Reading all the in-law questions got me thinking - how often do your parents see the kids and how often do your in-laws see them?
My mom is currently watching them 2 days a week for us, but my dad was only seeing them for about 5 minutes before he mowed our lawn for us. But lawn mowing season is over so he sees them every 2 weeks.
Our in-laws want to see us all the time. They are not helpful, they just want to sit and visit - I get the stink-eye if I try to do things around the house. We told them we were busy last weekend (that was the first weekend they weren't seeing us after 3 weeks of seeing us every weekend) and now they are mad.
So how often do the grandparents visit your children and what do you think is reasonable?
We always lived far away from my grandparents so we did not see them that often, so I don't have a good basis to go on. DH does not remember seeing his grandparents that often either.
Re: Grandparents Visiting?
My Mom watches the girls once a week so I can go to spin class. We usually see my parents 1-2x week. They are super helpful and very easy to be around though.
My in-laws are another story. They live 9-hours away (Thank God). They aren't helpful at all. Like your in-laws, they just want to sit around and stare at the babies or hold them. The girls are at the age now where they want to kick around on their mat or jump in their jumperoo. They don't want to be held and stared at. My ILs don't get it. They are completely different from us and quite challenging to be around. We have seen them 3x since the girls were born at the end of May.
my mom watches the twins 2 full days a month for me - every other Wed when I work... and my dad usually comes over for a couple hours on those days, too.
We also have dinner with my family (my parents and my sister's family, sometimes my brother's family, too) almost every Sunday... so they see them then, too.
My parents live in the same town- about 2 minutes away.
DH's mom lives about 40 minutes away and isn't the type that likes to go places much - my kids see her maybe once every month... sometimes it goes 2-3 months between visits.... i'm fine with that- she's not fun to be around and smokes like a chimney (we don't visit her house b/c of this) so she reeks when she's in our house.
My FIL died earlier this year before meeting the twins, and MIL is now snowbirding down south for the winter. But ever since the babies were born, she has tried to come help every so often and our relationship has gotten worse and worse.
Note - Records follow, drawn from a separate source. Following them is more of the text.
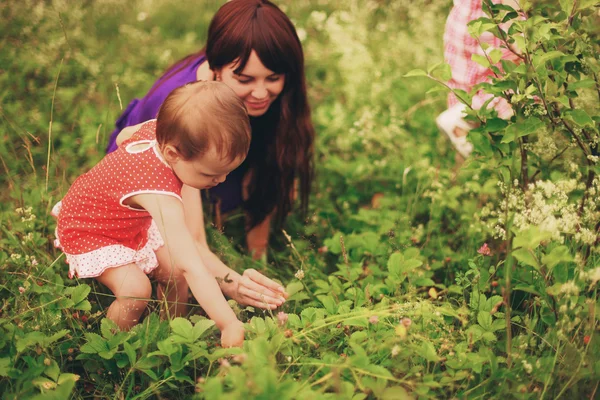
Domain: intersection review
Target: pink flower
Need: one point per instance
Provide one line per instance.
(282, 318)
(485, 250)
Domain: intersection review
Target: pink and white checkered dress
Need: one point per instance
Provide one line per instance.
(459, 46)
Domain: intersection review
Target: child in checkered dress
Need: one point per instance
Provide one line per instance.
(459, 47)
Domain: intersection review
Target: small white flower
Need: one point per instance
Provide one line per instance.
(299, 274)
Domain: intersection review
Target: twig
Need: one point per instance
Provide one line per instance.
(50, 124)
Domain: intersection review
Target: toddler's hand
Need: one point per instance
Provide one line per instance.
(232, 335)
(256, 290)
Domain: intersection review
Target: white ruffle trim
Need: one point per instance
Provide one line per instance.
(94, 263)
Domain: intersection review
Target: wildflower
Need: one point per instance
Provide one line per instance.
(282, 318)
(240, 358)
(485, 250)
(432, 293)
(569, 288)
(527, 366)
(49, 385)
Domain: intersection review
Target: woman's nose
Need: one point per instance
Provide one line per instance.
(260, 93)
(220, 179)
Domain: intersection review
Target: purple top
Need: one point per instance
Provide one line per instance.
(230, 191)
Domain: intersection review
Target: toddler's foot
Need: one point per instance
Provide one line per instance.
(452, 123)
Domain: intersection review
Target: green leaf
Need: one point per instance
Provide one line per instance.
(484, 319)
(95, 344)
(531, 238)
(557, 255)
(415, 72)
(183, 328)
(201, 327)
(544, 58)
(566, 5)
(580, 117)
(584, 83)
(525, 256)
(521, 128)
(131, 354)
(481, 60)
(108, 328)
(5, 366)
(495, 55)
(442, 72)
(396, 393)
(328, 303)
(427, 351)
(495, 124)
(294, 287)
(52, 371)
(80, 293)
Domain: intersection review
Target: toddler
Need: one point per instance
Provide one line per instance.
(124, 221)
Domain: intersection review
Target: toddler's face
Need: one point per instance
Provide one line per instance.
(205, 171)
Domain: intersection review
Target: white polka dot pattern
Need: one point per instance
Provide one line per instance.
(94, 230)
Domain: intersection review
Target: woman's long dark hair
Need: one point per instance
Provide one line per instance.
(281, 150)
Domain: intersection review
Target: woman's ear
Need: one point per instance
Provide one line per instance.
(171, 154)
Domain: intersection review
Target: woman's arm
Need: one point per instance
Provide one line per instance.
(251, 288)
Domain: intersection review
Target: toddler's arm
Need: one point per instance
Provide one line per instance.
(252, 288)
(167, 212)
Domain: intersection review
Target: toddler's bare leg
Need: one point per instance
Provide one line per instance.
(132, 289)
(172, 285)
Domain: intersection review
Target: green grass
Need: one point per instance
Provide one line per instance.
(393, 229)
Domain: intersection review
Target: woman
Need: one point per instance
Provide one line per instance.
(252, 47)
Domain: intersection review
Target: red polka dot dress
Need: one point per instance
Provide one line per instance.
(95, 229)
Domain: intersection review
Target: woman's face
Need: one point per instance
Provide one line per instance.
(256, 85)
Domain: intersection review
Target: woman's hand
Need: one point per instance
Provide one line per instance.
(232, 335)
(256, 290)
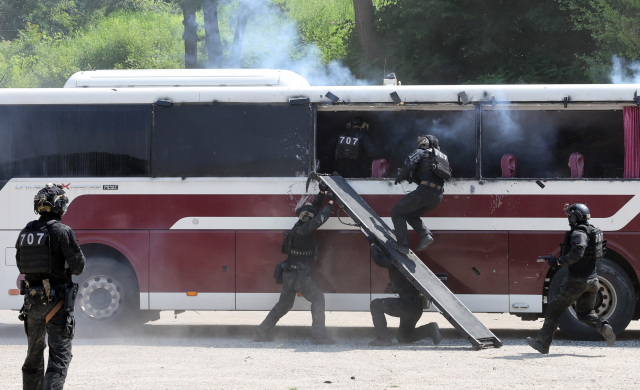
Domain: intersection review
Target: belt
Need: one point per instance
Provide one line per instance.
(432, 185)
(301, 253)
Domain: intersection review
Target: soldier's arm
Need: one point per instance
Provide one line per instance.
(316, 222)
(380, 258)
(370, 149)
(317, 201)
(71, 250)
(410, 164)
(579, 242)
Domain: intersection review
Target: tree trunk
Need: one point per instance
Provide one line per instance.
(214, 43)
(244, 12)
(190, 36)
(365, 29)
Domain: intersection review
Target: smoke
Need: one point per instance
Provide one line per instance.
(624, 71)
(271, 40)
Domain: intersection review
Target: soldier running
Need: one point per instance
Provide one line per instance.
(294, 274)
(583, 246)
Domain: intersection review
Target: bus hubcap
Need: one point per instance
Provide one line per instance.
(100, 297)
(606, 300)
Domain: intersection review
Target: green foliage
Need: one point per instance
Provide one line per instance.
(124, 40)
(615, 24)
(464, 41)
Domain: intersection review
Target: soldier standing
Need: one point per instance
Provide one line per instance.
(48, 254)
(429, 168)
(408, 306)
(355, 151)
(582, 247)
(294, 273)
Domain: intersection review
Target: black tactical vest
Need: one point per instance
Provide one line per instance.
(349, 146)
(35, 249)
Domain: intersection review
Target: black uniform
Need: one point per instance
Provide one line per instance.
(64, 249)
(354, 154)
(407, 306)
(580, 252)
(296, 276)
(417, 168)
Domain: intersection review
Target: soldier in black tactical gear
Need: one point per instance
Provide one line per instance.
(294, 273)
(355, 151)
(48, 254)
(408, 306)
(428, 167)
(582, 247)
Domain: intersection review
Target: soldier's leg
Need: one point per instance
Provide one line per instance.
(584, 311)
(282, 307)
(400, 214)
(380, 307)
(33, 367)
(59, 335)
(313, 294)
(567, 294)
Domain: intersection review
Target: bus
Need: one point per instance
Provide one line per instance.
(182, 182)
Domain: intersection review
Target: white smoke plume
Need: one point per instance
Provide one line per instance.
(624, 71)
(271, 40)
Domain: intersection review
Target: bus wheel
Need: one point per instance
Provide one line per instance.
(615, 301)
(108, 296)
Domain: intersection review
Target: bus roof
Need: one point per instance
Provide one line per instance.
(151, 78)
(281, 86)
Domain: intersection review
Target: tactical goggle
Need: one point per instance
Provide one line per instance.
(306, 215)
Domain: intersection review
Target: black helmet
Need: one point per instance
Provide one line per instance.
(307, 212)
(358, 123)
(577, 213)
(434, 141)
(423, 142)
(50, 199)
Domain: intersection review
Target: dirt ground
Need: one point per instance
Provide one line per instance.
(214, 350)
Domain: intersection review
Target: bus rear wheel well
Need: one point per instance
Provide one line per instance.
(621, 261)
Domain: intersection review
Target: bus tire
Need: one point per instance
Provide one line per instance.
(108, 297)
(615, 302)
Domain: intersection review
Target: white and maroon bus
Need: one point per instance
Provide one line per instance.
(182, 182)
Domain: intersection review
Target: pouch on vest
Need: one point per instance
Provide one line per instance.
(35, 249)
(348, 147)
(441, 165)
(287, 241)
(277, 273)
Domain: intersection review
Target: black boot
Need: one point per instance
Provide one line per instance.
(607, 332)
(380, 343)
(538, 345)
(263, 336)
(424, 243)
(400, 248)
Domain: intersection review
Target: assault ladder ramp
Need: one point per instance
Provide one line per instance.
(410, 265)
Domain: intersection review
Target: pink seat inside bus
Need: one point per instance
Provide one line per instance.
(380, 168)
(509, 165)
(576, 163)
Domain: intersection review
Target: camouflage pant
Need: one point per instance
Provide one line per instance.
(575, 289)
(60, 333)
(408, 307)
(292, 282)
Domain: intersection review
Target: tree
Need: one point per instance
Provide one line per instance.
(190, 33)
(464, 41)
(365, 29)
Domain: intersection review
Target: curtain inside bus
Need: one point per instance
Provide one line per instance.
(632, 142)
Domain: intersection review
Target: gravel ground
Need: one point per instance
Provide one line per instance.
(213, 350)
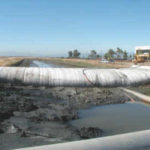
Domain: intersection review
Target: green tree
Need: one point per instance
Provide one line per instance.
(76, 53)
(70, 54)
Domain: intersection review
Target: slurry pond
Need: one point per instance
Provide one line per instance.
(115, 118)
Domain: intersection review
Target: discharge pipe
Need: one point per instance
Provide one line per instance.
(129, 141)
(75, 76)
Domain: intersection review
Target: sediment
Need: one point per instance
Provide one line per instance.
(30, 112)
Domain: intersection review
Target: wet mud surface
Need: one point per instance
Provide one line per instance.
(31, 116)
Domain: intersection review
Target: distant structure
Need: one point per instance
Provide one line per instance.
(142, 53)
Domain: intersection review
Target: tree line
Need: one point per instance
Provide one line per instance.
(109, 55)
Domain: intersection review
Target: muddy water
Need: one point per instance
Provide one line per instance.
(115, 119)
(36, 63)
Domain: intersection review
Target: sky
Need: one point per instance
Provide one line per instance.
(54, 27)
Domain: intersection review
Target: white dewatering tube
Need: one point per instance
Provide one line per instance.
(75, 76)
(129, 141)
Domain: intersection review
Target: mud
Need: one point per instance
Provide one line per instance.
(41, 115)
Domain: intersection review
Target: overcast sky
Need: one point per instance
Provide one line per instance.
(53, 27)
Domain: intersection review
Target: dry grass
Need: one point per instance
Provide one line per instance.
(9, 61)
(86, 63)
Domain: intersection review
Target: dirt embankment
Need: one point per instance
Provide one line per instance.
(44, 112)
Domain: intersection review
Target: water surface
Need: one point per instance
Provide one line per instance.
(116, 118)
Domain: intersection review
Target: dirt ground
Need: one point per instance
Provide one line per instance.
(40, 115)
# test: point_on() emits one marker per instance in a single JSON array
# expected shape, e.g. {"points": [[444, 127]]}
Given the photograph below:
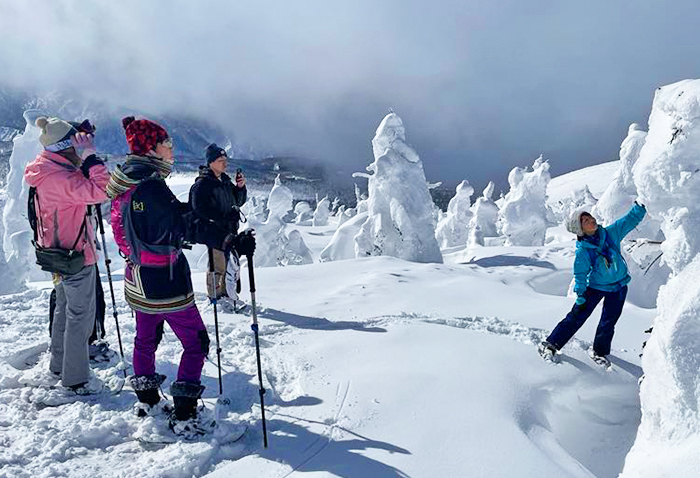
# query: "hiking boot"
{"points": [[143, 410], [92, 387], [100, 352], [601, 360], [146, 389], [548, 351], [185, 396]]}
My kids are overwhelming sometimes when I get so little sleep, but she gets really uncomfortable when I seem stressed out or the kids get loud. So for the last few months before she left, we tried to just have her over when DH was here and I was gone. I felt really bad, but wasn't sure how to handle it better - if I could always manage all three of my kids with a smile on my face and no stress, I wouldn't need to accept her offers of help!
My mom comes to help for a few hours about 3 days a week, so she's here by far the most. My dad has come only a few times since the babies were born (almost 12w), but we've also seen them about 3 times at my sister's for different functions.
My inlaws would come daily if we invited them but end up coming about once a week. While they are well intentioned, they're not that great with the boys yet. The first few visits, the boys just rested peacefully in their arms, and I think that's what they came to expect. Now that the boys are significantly fussier and sleep less, my inlaws, especially FIL, are not really helpful. I'm happy to have them visit (most of the time, LOL!) but wish I could actually do something productive or just sleep instead of feeling like I have to monitor the goings on (so they don't totally undo what we're trying to do...). Like a PP said, I may need to start leaving the house sometimes when they visit so I can at least get errands done.